Theodore Christian Frye (September 15, 1869, Washington, Illinois – April 5, 1962, Seattle) was an American botany professor and one of the world's leading experts on bryology.

==Biography==
Born on a farm near Washington, Illinois, Theodore C. Frye was the eldest of five boys in a family of ten children. He embarked on a teaching career even before he had completed his own high school degree.

== Education ==
By age 22, Frye had completed all the entrance requirements for his matriculation at the University of Illinois at Urbana–Champaign. There he graduated with a Bachelor of Science degree in 1894. From 1894 to 1896 he was a teacher and high school principal in Monticello, Illinois. From 1896 to 1897 he was a graduate student in botany at the University of Chicago. From 1897 to 1900 was superintendent of schools in Batavia, Illinois. From 1900 to 1902 he was a graduate student and an assistant in plant histology at the University of Chicago. There he graduated in 1902 with a Ph.D. in botany. His doctoral dissertation, supervised by John Merle Coulter, is entitled A Morphological Study of Certain Asclepiadaceae.

== Teaching ==
From 1902 to 1903 Frye was a professor of biology at Morningside College in Iowa. In 1903, he was appointed professor and head of the botany department at the University of Washington, Seattle, where, for his first five years, he was the only botanist on the faculty. His was joined in 1911 by John William Hotson and George Burton Rigg. The three would be the key faculty for the department for many years.

== Research ==
Frye became a prolific plant collector in the Pacific Northwest region. They collected plants together and she became an expert on alpine rock plants. Theodore C. Frye also collected plants with Robert Fiske Griggs and published, with George Burton Rigg, a flora of the Northwest in 1912. From 1914 to 1930 Frye was the director of the University of Washington's marine station at Friday Harbor (which was called "Puget Sound Biological Station" from about 1917/1918 until 1930 and "Puget Sound Marine Station" before the U.S.A. entered WW I).

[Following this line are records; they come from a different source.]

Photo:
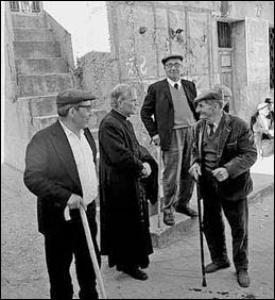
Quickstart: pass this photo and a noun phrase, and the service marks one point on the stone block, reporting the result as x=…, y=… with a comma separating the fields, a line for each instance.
x=32, y=34
x=42, y=85
x=36, y=49
x=41, y=66
x=28, y=21
x=42, y=106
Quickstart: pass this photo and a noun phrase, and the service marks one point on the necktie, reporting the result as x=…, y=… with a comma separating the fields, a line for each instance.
x=211, y=129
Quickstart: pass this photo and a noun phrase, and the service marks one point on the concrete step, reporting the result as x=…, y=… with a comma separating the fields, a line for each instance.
x=41, y=66
x=40, y=85
x=33, y=34
x=28, y=21
x=36, y=49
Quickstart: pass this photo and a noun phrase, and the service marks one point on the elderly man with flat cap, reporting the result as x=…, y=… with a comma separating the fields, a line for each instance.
x=168, y=113
x=223, y=152
x=61, y=172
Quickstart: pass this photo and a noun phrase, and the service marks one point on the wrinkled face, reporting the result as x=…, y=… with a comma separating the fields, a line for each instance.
x=128, y=103
x=173, y=68
x=205, y=110
x=81, y=114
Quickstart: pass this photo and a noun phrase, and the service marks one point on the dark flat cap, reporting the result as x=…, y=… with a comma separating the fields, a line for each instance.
x=209, y=95
x=73, y=96
x=175, y=56
x=268, y=100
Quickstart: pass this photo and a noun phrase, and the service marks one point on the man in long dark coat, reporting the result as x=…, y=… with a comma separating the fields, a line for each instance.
x=128, y=178
x=222, y=154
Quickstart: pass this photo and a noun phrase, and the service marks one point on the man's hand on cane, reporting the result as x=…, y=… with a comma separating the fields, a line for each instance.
x=221, y=174
x=75, y=202
x=146, y=171
x=195, y=171
x=156, y=140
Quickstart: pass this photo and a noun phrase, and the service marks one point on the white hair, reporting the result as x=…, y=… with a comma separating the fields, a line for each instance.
x=118, y=93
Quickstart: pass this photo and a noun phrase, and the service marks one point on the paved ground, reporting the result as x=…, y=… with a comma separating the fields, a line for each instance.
x=174, y=272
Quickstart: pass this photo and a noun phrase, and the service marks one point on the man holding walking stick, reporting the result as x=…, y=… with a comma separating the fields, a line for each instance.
x=223, y=152
x=61, y=172
x=168, y=113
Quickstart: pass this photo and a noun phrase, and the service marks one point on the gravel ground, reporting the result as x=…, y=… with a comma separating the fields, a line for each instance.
x=174, y=271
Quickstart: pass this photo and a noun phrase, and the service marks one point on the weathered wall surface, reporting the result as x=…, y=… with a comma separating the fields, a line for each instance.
x=64, y=38
x=98, y=72
x=142, y=32
x=38, y=58
x=14, y=116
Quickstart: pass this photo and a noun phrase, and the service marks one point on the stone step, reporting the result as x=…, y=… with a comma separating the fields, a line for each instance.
x=41, y=66
x=40, y=85
x=163, y=235
x=36, y=49
x=28, y=21
x=33, y=34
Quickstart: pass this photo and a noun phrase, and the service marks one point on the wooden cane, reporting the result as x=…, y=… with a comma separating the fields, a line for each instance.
x=160, y=192
x=201, y=233
x=92, y=253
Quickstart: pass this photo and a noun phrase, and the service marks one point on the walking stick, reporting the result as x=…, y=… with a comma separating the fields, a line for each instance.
x=201, y=234
x=160, y=192
x=92, y=253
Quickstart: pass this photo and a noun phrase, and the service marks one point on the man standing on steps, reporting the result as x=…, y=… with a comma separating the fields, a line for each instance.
x=168, y=113
x=61, y=172
x=223, y=152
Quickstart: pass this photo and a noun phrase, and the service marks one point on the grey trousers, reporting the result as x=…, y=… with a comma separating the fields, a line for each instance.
x=236, y=213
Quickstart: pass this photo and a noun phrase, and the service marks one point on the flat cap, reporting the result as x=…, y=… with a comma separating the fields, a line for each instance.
x=262, y=106
x=223, y=89
x=73, y=96
x=268, y=100
x=174, y=56
x=209, y=95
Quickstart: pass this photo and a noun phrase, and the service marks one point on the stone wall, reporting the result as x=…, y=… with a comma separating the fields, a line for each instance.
x=142, y=32
x=63, y=36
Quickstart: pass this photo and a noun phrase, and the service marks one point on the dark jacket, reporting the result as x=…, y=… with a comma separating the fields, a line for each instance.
x=124, y=217
x=51, y=174
x=158, y=103
x=237, y=153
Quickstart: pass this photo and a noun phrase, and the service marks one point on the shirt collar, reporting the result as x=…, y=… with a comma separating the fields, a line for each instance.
x=172, y=83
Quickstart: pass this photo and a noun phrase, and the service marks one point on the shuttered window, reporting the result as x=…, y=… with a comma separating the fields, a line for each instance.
x=14, y=5
x=35, y=6
x=224, y=35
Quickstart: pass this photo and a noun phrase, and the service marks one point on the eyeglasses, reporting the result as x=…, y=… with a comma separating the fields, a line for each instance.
x=87, y=107
x=170, y=66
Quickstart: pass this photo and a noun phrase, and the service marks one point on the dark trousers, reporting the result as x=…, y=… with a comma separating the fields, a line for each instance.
x=236, y=214
x=60, y=247
x=181, y=141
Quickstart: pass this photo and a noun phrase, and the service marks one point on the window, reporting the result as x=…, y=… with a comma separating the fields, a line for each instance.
x=14, y=5
x=271, y=55
x=224, y=35
x=35, y=6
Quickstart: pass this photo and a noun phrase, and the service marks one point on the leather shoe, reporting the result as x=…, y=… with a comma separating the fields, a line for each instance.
x=135, y=273
x=213, y=267
x=243, y=278
x=187, y=211
x=168, y=217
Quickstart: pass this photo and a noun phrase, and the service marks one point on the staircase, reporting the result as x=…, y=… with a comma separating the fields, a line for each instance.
x=41, y=69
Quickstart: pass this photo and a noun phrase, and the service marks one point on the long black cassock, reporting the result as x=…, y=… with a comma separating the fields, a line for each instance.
x=124, y=219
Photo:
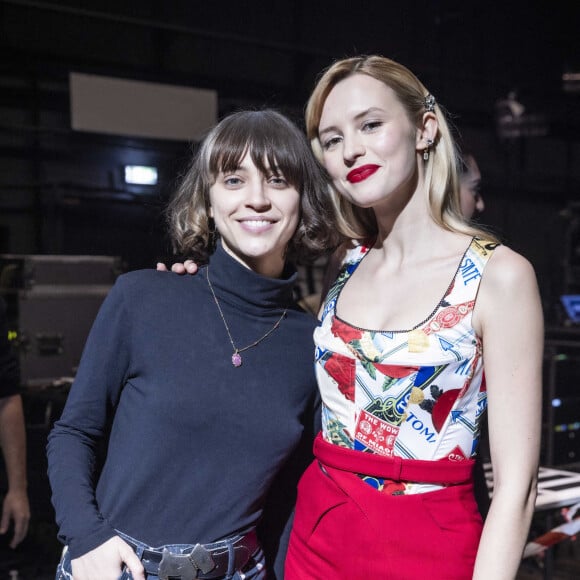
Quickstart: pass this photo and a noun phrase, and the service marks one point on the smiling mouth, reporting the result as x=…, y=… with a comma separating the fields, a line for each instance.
x=257, y=225
x=361, y=173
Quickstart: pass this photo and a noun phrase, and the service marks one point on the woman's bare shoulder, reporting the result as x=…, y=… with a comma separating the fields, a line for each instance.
x=507, y=270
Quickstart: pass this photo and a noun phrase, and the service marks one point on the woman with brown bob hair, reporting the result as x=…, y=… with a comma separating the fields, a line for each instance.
x=198, y=418
x=275, y=142
x=422, y=302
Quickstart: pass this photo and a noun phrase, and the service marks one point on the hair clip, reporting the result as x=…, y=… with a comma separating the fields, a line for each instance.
x=430, y=103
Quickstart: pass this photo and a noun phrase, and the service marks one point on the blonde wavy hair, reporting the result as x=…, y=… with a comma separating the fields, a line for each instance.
x=441, y=176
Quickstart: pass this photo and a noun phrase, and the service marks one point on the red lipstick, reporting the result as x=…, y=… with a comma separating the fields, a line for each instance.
x=361, y=173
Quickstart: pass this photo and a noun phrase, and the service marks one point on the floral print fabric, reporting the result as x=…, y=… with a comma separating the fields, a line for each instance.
x=416, y=394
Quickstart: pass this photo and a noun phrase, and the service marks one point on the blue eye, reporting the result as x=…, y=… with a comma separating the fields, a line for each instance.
x=371, y=125
x=329, y=143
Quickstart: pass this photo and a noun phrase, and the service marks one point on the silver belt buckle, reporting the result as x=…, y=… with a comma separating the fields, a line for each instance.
x=185, y=566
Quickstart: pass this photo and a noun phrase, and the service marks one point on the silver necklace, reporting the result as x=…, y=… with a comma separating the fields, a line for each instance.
x=236, y=356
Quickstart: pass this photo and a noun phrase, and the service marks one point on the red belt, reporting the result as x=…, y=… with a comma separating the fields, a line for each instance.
x=441, y=471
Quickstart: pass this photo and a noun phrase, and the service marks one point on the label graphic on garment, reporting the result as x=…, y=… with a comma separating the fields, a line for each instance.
x=456, y=454
x=376, y=434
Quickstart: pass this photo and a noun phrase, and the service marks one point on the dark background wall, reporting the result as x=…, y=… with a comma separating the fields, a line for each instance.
x=61, y=192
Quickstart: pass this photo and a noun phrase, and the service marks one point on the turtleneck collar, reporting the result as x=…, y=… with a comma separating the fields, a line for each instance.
x=240, y=286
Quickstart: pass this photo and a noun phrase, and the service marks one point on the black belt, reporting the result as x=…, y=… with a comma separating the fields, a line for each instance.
x=203, y=561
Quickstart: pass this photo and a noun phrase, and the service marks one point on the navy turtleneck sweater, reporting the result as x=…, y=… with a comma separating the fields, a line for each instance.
x=161, y=436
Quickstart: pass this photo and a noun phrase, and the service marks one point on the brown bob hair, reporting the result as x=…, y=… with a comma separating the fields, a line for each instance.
x=273, y=143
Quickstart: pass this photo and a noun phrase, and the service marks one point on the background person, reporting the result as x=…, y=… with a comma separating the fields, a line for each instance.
x=15, y=506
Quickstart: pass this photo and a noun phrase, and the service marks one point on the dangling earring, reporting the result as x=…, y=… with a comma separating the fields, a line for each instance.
x=427, y=150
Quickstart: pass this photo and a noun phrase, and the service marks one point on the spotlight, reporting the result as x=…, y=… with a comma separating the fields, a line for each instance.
x=140, y=175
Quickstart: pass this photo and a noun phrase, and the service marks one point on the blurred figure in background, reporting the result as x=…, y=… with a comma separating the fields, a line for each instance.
x=15, y=506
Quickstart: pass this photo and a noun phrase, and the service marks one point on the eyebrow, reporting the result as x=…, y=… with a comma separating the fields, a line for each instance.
x=357, y=117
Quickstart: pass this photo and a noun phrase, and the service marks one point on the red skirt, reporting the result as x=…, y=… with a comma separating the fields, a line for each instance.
x=344, y=528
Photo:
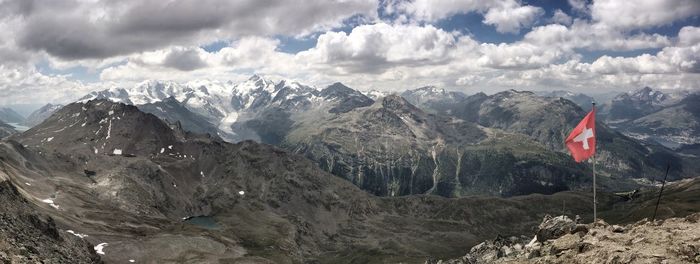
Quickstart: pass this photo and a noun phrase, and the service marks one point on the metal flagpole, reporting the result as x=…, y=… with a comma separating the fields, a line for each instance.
x=668, y=167
x=595, y=202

When he was the director he was also on the editorial board of The Puget Sound Marine Station Publications from 1915 to 1917 and The Puget Sound Biological Station Publications from 1918 to 1930.

Several species of kelp are edible seaweeds eaten in China, Korea, and Japan since prehistoric times. Frye and Charles Edward Magnusson experimented with a process of candying kelp bulbs for which they were granted a patent in July 1910. They 'came up with a product that looked and tasted like citron (which they called "Seatron") but the two scientists never carried the project beyond the patent stage.' In 1913, the U.S. Department of Agriculture appointed Frye and George Burton Rigg to make surveys of Alaskan kelp beds as an alternative source of potash. Frye's "bryophyte herbarium was one of the largest and best known collections in the American West." Together with Lois Clark he distributed the exsiccata-like series Hepaticae: Distributed by Clark & Frye.

== Marriage and family ==
In June 1908 in Seattle he married Else Marie Anthon. Frye and his wife spent the summers of 1939, 1940, and 1941 collecting in Mexico. They had several children.

==Awards and honors==
- 1908–1909 — President of the Sullivant Moss Society (now called the American Bryological and Lichenological Society)
- 1909 — Fellow of the American Association for the Advancement of Science
In 1962, faculty, alumni, and friends of Hotson, Rigg, and Frye established the Frye-Hotson-Rigg Award to honour the former professors of Botany at the University of Washington. The award is given to undergraduate Biology students "conducting research using a plant, algae, or fungi system for work in botany, ecology, evolution, taxonomy, environmental science, or biodiversity."

==Eponyms==
===Genera===
- Fryeella gardneri

===Species===
- Fauchea fryeana
- Internoretia fryeana
- Limbella fryei (synonym: Sciaromium fryei)

==Selected publications==
- Frye, Theodore C. (1903). "The embryo sac of Casuarina stricta"
- Frye, Theodore C. (1905). "A contribution to the life history of Apocynum androsaemifolium"
- Frye, T. C. (1908). "A Key to the Families of Washington Plants"
- Frye, T. C. (1910). "The Polytrichaceæ of Western North America"
- Frye, T. C. (1910). "Height and dominance of the Douglas fir"
- Frye, Theodore C. (1914). "The Ferns of Washington"
- Frye, Theodore Christian (1914). "Elementary Flora of the Northwest"
- Frye, T. C. (1915). "The Size of Kelps on the Pacific Coast of North America"
- Frye, T. C. (1928). "Observations on the Age of a Few Bryophytes"
- Frye, Theodore C. (1934). "Ferns of the Northwest"
- Clark, Lois (1936). "Some Hepaticae from California"
- Clark, Lois (1937). "Extension of Ranges among Northwestern Hepaticae"
- Frye, Theodore C.. "Hepaticae of North America"
- Clark, Lois (1942). "Some Hepaticae of Alaska"
- Frye, T. C. (1946). "Attu Island Bryophytes Collected by Hardy"
- Mullen, Doris (1947). "Middle and South American Species of Oligotrichum"
- Clark, Lois (1948). "Attu Island Hepaticae Collected by Howard"
- Clark, Lois (1949). "A Small Collection of Alaskan Hepaticae"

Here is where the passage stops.